インタビュー・文=INSIDE GRAMPUS編集部
7月からボランチとしてスタメン出場を続けています。自身のパフォーマンスについてどう感じていますか?
内田 ボランチをやり始めた頃と比べれば、少し良くなってきているかなと感じています。ただ、チームが勝てていないですし、チームとしてうまくいっていない部分があるので、そこも含めてまだ足りない部分が多いと感じています。
試合を重ねるごとにできることが増えているというか、内田選手の特徴を発揮しているような印象です。頭の中が整理されてきたような感覚はありますか?

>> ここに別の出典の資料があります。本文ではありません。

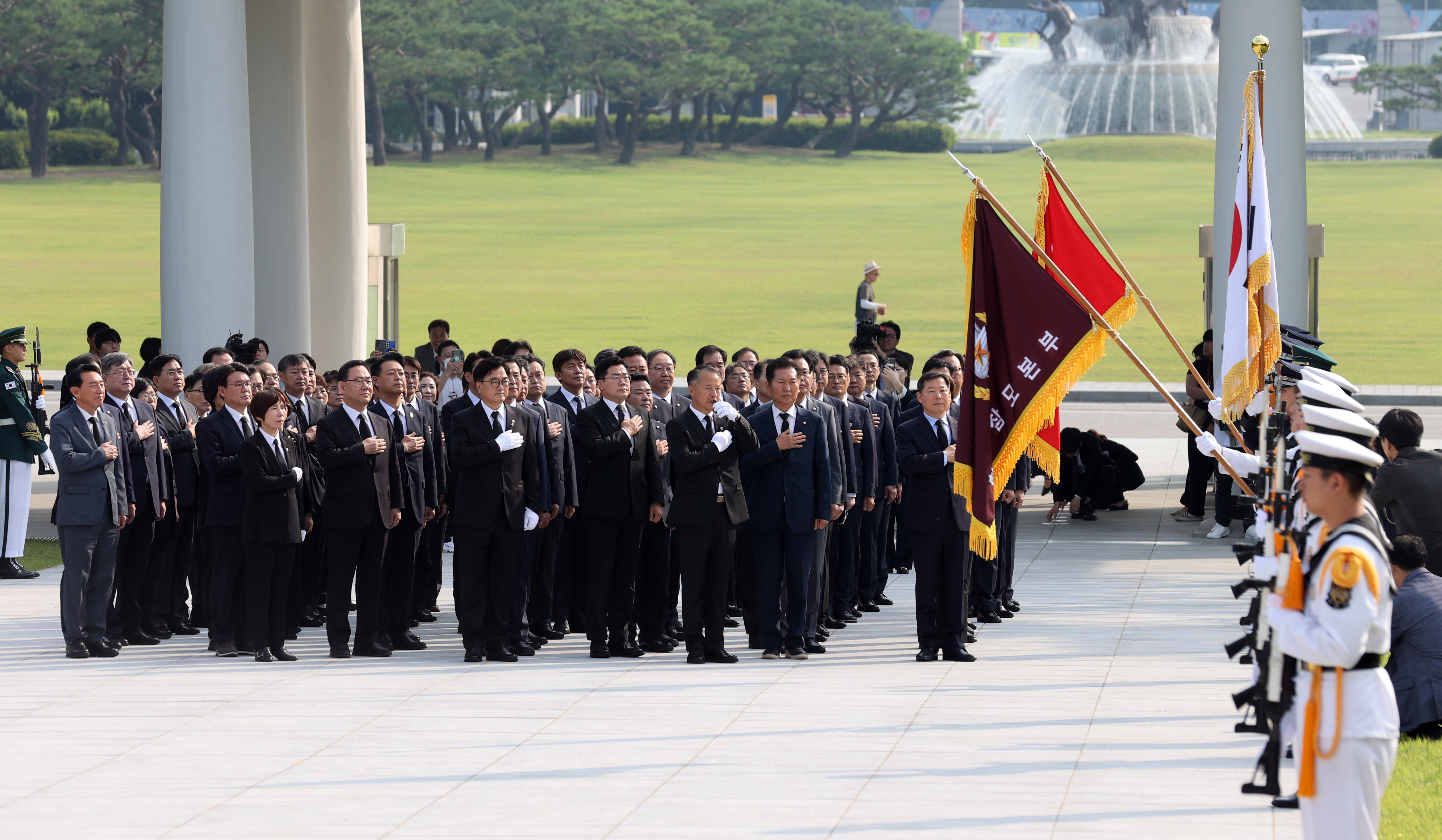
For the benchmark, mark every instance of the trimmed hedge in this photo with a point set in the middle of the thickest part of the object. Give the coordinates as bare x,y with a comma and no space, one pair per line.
925,137
68,148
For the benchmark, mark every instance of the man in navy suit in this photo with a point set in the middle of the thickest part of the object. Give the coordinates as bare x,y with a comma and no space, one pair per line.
938,524
220,437
569,599
789,498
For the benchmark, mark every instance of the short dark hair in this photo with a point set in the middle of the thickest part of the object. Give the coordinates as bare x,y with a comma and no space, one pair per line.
695,374
709,351
560,359
265,400
1401,427
344,372
1409,553
938,375
485,366
775,365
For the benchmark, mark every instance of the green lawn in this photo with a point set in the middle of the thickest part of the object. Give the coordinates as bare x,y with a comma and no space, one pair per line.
758,247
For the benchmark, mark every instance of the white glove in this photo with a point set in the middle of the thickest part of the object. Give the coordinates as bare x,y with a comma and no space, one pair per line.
1206,444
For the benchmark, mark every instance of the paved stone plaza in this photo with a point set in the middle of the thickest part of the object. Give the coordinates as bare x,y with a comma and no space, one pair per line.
1100,711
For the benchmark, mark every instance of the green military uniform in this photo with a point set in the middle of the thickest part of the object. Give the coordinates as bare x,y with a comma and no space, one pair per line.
21,443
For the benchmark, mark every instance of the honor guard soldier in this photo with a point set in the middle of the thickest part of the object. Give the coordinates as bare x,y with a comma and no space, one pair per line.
1336,619
21,443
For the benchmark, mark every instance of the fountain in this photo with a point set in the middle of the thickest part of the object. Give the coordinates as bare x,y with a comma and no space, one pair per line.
1128,74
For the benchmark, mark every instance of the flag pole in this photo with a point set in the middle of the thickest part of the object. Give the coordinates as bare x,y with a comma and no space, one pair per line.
1137,289
1100,320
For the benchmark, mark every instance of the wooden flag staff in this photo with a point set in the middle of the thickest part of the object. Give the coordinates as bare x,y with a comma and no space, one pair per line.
1100,320
1131,282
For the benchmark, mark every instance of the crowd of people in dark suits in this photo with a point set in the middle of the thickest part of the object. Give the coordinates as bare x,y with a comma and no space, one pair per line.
253,499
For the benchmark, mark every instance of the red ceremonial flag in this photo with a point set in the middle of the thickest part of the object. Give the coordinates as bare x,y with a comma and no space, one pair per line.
1030,343
1089,270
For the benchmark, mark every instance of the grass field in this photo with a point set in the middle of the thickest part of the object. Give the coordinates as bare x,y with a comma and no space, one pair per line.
756,247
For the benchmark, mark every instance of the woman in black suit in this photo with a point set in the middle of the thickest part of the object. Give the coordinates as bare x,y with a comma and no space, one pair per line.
275,524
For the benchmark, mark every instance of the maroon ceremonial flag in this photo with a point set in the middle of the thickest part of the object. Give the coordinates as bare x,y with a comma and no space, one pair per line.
1030,343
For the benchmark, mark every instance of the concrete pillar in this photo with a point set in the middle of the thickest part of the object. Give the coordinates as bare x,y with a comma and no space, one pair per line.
1285,139
207,235
273,42
335,173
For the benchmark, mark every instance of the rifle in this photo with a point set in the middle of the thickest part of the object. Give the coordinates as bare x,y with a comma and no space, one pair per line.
42,420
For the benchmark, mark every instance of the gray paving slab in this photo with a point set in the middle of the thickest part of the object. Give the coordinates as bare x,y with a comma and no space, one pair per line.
1101,711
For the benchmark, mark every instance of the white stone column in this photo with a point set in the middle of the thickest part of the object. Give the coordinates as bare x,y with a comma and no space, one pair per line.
207,230
337,178
277,94
1285,139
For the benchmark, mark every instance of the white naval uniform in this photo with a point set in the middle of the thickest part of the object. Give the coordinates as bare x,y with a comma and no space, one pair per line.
1350,783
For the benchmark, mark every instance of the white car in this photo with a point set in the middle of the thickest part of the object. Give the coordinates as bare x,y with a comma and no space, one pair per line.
1339,67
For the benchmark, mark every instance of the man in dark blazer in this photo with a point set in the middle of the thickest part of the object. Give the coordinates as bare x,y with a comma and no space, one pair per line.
417,499
938,524
91,506
706,444
622,493
364,499
497,496
176,550
220,436
789,499
146,467
569,599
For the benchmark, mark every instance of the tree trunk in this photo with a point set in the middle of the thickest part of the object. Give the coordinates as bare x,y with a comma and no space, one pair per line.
417,104
688,149
116,94
38,120
471,130
450,140
674,130
373,96
729,133
766,135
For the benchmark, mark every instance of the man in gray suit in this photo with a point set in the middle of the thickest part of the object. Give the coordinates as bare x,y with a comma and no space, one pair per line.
91,508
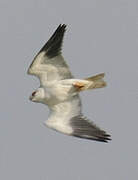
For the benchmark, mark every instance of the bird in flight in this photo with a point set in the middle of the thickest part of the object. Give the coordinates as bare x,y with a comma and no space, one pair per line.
59,90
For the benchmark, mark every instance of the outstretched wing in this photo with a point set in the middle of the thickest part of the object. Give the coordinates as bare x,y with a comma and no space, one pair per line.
84,128
49,65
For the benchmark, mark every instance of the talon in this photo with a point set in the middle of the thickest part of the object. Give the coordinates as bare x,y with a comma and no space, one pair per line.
78,85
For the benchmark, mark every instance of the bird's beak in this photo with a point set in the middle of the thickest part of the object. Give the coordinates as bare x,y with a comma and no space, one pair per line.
31,98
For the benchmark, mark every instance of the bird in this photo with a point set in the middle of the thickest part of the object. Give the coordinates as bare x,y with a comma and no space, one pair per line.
59,90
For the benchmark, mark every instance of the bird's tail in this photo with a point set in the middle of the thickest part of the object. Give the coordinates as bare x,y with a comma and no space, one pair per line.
97,80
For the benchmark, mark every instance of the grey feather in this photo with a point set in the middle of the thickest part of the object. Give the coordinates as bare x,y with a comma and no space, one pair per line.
54,44
84,128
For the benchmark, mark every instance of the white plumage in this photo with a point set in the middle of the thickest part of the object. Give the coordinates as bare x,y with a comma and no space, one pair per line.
60,91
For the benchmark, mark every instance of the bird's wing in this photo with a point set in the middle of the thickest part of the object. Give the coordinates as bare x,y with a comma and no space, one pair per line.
84,128
49,65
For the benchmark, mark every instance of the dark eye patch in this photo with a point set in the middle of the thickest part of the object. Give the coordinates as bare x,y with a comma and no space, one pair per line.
33,93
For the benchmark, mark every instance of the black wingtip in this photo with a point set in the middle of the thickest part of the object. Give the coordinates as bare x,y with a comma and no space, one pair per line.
54,44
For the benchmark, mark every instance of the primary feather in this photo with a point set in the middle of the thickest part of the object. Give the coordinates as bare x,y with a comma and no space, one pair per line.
60,91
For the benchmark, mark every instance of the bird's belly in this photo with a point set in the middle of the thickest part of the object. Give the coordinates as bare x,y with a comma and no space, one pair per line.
59,126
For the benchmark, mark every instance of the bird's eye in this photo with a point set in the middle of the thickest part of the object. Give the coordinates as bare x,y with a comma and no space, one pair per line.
33,94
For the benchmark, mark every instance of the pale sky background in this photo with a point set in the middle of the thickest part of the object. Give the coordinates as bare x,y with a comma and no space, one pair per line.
102,36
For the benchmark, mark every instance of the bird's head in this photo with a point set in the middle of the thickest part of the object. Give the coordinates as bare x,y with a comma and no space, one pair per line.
38,95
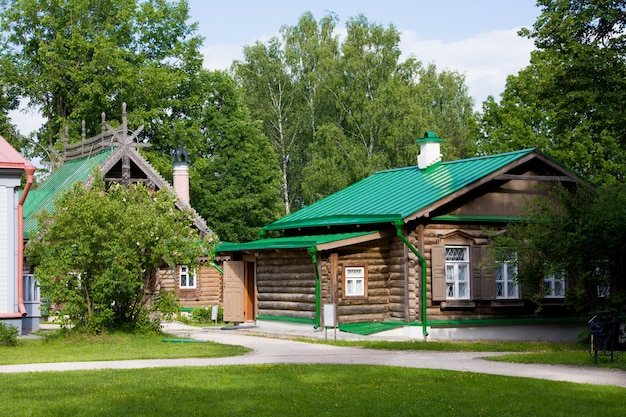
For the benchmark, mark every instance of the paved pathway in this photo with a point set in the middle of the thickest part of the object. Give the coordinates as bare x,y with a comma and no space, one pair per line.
268,350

内田 そうですね。特に守備面で、プレーしていく中で洗練されてきた部分が多いと感じています。ただ、その分考えることが増え、攻撃面で少し考えすぎてしまっているのかなと思うところもあります。そういった点では思いきってプレーしてみたりとか、大胆なプレーをする必要もあるのかなと、最近は感じています。
守備が洗練されてきたというのは、どういった部分が大きいですか?
内田 ポジショニングもそうですし、味方との連携という点でもわかってきている部分が多くあります。少しのズレで相手にチャンスを作らせてしまうこともありますが、なんでそうなってしまったのかも理解できています。そういうところは連携を含めて良くなっていて、自分の中で頭の整理ができているのかなと感じています。
開幕戦以来となるボランチでのスタメン出場となった第19節川崎フロンターレ戦後には、「米本(拓司)選手がハードワークや守備の強度を見せていたので、自分がそこをどれだけ表現できるかを意識していた」と話していました。その時は米本選手が出場停止で出られなかったため、その代わりという意識があったのでしょうか?
内田 というよりかは、名古屋のボランチは守備があってこそだと思っていたので、そこは基準としてあるべきだと感じていました。そこにプラスアルファで自分の特徴を出せればいいなと考えていました。
ボランチとしてスタメンで出始めた頃はその基準を意識していたけど、最近はもう整理されてきたと。
内田 そうですね。結構前からあまり意識せずにできるようになってきました。球際で闘うことだったり、ハードワークする部分というのはもともとできていたと思います。それをどうチームに還元するかというところを連携も含めてできてきているので、そこに関してはあまり考えすぎずにできているのかなと感じています。
その分、攻撃で考えることが増えてきた。
内田 はい。やっていくうちに相手のプレッシャーが変わってきますし、スタメンで出始めた頃は自分がボールを持ち出して攻撃の起点になる回数がもっと多かったと思います。そこがちょっと少なくなってきていると感じているので、もっと出していかないといけないと感じています。
相手がグランパスのカウンターを警戒してきたり、対策を取って来る中でチームとしてもやり方や形を変えている状況です。